Water is a precious commodity whether you live in the “Land of 10,000 Lakes” or in the Southwest desert. And a water leak can run up your water bill and cost you hundreds of dollars a year without you even realizing it.
Some leaks go undetected for years, especially in vacation homes that are only occupied several months a year, which is very typical in sunny Arizona.
A common example of a hidden leak is in the underground irrigation system outside the home. You can’t see the leak and unless there is water pooling in a specific area, you can’t determine that there’s even a problem. So what’s the answer?
An easy, infallible leak detection test that you can do on your own is to observe the sweep hand on your analog water meter. First locate your water meter which may be out by the road or curb in a concrete box. Next, make sure no water is being used and all water-using devices are turned off such as your pool refill, icemaker refill, reverse osmosis or water softener regeneration systems. Then watch the sweep hand, which will look like a second hand on a watch, and if it is moving you have a leak.

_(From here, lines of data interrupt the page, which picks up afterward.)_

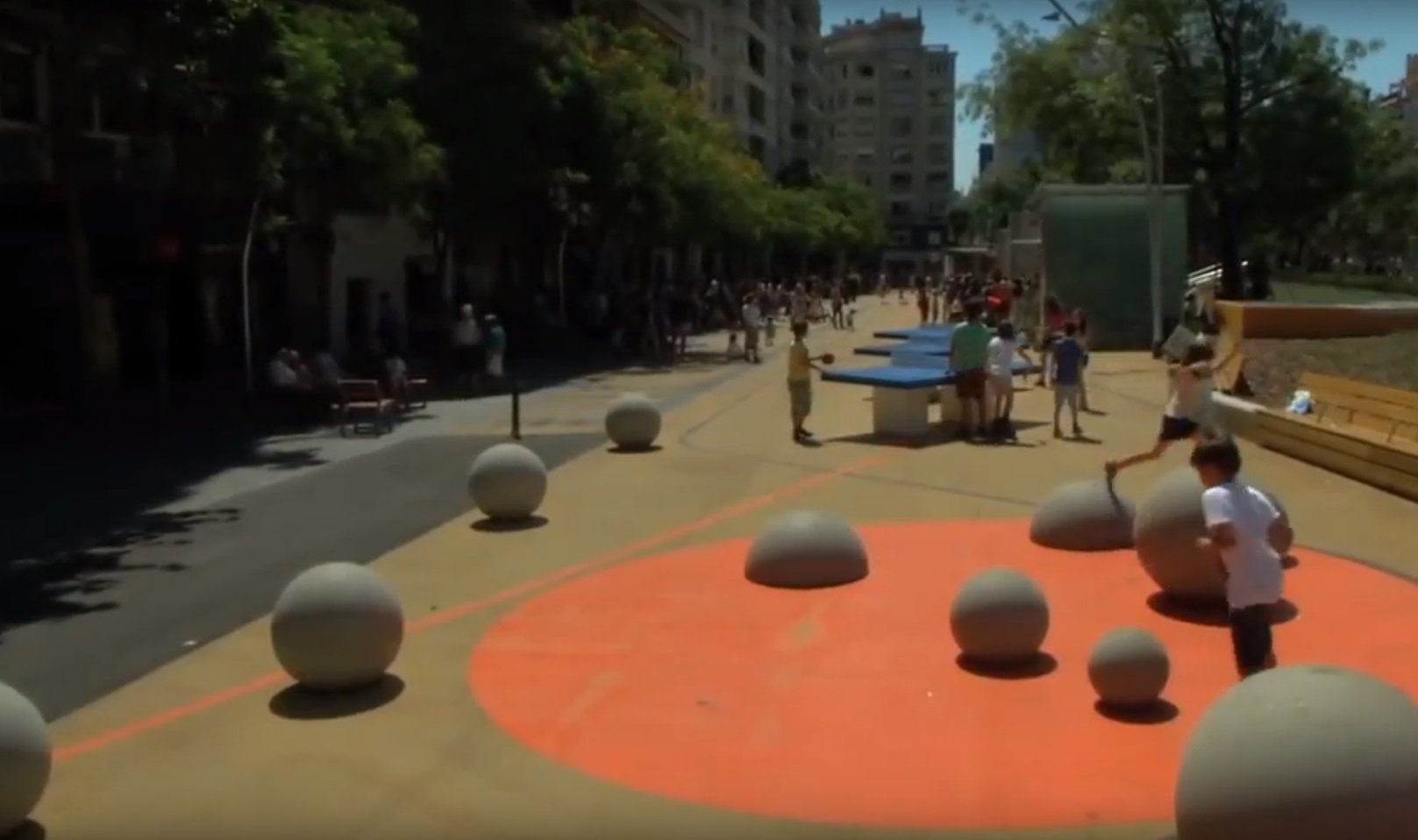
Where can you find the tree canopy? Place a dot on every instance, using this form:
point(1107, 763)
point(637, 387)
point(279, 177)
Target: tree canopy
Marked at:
point(1259, 118)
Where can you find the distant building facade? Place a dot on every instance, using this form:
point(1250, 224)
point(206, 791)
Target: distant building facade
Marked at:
point(891, 105)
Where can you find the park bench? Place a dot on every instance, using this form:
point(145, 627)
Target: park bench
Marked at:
point(902, 392)
point(1360, 431)
point(363, 402)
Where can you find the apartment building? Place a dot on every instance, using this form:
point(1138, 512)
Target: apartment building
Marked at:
point(756, 66)
point(891, 107)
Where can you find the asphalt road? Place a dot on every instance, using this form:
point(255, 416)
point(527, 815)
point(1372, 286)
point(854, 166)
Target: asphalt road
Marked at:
point(192, 578)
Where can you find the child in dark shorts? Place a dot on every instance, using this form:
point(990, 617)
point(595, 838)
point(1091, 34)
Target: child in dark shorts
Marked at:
point(1240, 523)
point(1187, 405)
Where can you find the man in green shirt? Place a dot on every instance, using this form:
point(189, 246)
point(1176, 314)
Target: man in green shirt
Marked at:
point(969, 353)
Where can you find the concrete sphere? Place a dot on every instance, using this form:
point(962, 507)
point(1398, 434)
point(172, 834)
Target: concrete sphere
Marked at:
point(806, 550)
point(1307, 752)
point(1129, 669)
point(25, 758)
point(1084, 516)
point(632, 422)
point(1000, 616)
point(337, 626)
point(507, 481)
point(1165, 530)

If you have a digital display (LCD) meter, you will shine a flash light to activate the meter and then just observe the flow rate for at least 10 flashes. During that period, if the number is greater than zero on any of the flashes, you have a continuous leak.
Did you know? The EPA states that the average household wastes more than 10,000 gallons a year due to water leaks.
But what about the pesky little leaks that aren’t continuous but build and then release? Well, once again, you will want to make sure all water-using devices are off as before and know how to read your meter in understanding the measurement Gallons Used. Most utility companies provide an on-line guide or printed pamphlet if you need some help. Read your meter and record the number, wait 20 minutes, and reread the meter. Subtracting the first read from the second. If you have a number that reflects Gallons Used, you have a slow leak.
The good news is that most leaks are easy to find and fix on your own. There are many DIY repair resources that provide water-saving tips and landscaping guidelines.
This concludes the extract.